A lei de cotas aprovada em 2012, que entrou em vigor em 2013, instituiu que pelo menos 12,5% das vagas das instituições de ensino superior federais, passando a 25% em 2014 e chegando a 50% até 2016, sejam reservadas para alunos cotistas. Das vagas reservadas, 50% devem ser destinadas a alunos vindos do ensino público com renda familiar menor que um salário e meio per capita, e o restante, para alunos do ensino público com renda maior.

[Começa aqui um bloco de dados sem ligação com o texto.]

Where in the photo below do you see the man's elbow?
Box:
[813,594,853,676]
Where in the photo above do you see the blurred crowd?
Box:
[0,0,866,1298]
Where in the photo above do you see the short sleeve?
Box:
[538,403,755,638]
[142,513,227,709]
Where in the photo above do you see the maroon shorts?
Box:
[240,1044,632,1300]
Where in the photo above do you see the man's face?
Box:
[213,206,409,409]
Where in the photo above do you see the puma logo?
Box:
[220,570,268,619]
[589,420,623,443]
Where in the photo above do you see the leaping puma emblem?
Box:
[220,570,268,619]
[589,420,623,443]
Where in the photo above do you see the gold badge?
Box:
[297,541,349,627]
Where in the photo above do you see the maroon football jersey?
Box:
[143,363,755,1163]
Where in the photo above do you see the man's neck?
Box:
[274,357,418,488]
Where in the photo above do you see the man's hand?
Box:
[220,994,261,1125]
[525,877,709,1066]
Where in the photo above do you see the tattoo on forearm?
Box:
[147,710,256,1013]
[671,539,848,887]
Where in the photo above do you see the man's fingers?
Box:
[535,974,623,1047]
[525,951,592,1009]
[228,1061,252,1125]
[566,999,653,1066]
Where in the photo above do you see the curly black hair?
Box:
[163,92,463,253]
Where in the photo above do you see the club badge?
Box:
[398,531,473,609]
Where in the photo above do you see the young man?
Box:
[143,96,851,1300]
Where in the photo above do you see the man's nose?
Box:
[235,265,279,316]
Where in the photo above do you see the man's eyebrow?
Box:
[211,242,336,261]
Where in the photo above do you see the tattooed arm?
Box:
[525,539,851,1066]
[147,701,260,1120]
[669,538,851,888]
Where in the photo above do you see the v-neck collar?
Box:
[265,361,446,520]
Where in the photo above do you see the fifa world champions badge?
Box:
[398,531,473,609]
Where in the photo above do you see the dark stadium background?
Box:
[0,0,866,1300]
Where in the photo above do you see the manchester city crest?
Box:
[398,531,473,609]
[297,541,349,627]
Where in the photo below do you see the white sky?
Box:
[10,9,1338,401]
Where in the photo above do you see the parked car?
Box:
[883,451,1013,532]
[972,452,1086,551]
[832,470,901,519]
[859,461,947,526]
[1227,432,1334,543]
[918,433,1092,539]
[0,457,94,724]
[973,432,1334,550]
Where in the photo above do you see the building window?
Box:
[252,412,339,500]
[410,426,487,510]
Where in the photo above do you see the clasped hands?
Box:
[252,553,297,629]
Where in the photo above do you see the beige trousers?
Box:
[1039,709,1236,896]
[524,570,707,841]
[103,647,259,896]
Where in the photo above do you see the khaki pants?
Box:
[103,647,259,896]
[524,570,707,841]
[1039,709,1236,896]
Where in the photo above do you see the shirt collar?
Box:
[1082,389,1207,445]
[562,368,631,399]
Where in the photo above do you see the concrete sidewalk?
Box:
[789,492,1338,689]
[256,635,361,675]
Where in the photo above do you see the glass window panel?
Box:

As cotas também levam em conta, em ambos os casos, o número de negros, pardos e indígenas de cada estado, apurado através do último censo demográfico do IBGE.

“Esperamos que, quando ampliarmos a reserva de vagas para os alunos de escola pública e de baixa renda, possamos retomar os índices socioeconômicos antes registrados na UFMG”, diz Takahashi.

Controvérsia

Também há quem acredite que a aparente elitização da UFMG esconda em si uma virtude a instituição: atrair, entre seus matriculados, os que tem melhores notas no ENEM, por ser uma universidade de excelência. É o que defende o Professor Luciano Mendes de Faria Filho no Boletim UFMG:

“Em primeiro lugar, há de se levar em conta que esse movimento era perfeitamente previsível: em se tratando de um sistema universitário diferenciado e desigual, em qualidade e prestígio, como é o nosso, parecia óbvio, desde o início, que os candidatos com as melhores notas escolheriam, sempre que possível, as mais prestigiadas universidades. Alguém esperaria o contrário? Em segundo lugar, também já havíamos alertado, há tempos, que a adesão da universidade ao Sisu, sem que fossem criadas condições para a recepção de alunos mais pobres, como a construção de moradias e a ampliação do sistema de assistência estudantil, resultaria, na prática, em impedimento para que alunos vindos de outros municípios de Minas e de outros estados, mesmo com boas notas no Enem, escolhessem estudar na UFMG. Para eles, a qualidade e o prestígio não seriam suficientes para assegurar sua decisão de optar pela UFMG, diante das dificuldades de manutenção em Belo Horizonte.”

Ainda segundo Luciano Mendes, as raízes da elitização do ensino superior como um todo, e não apenas na UFMG, estão na diferença da qualidade entre as escolas públicas e particulares do ensino básico, e há que se ter cuidado para que a tentativa de acolher mais alunos de menor renda acabe por afastar a instituição do SISU, ao invés de ajudar a aprimorar o processo de seleção.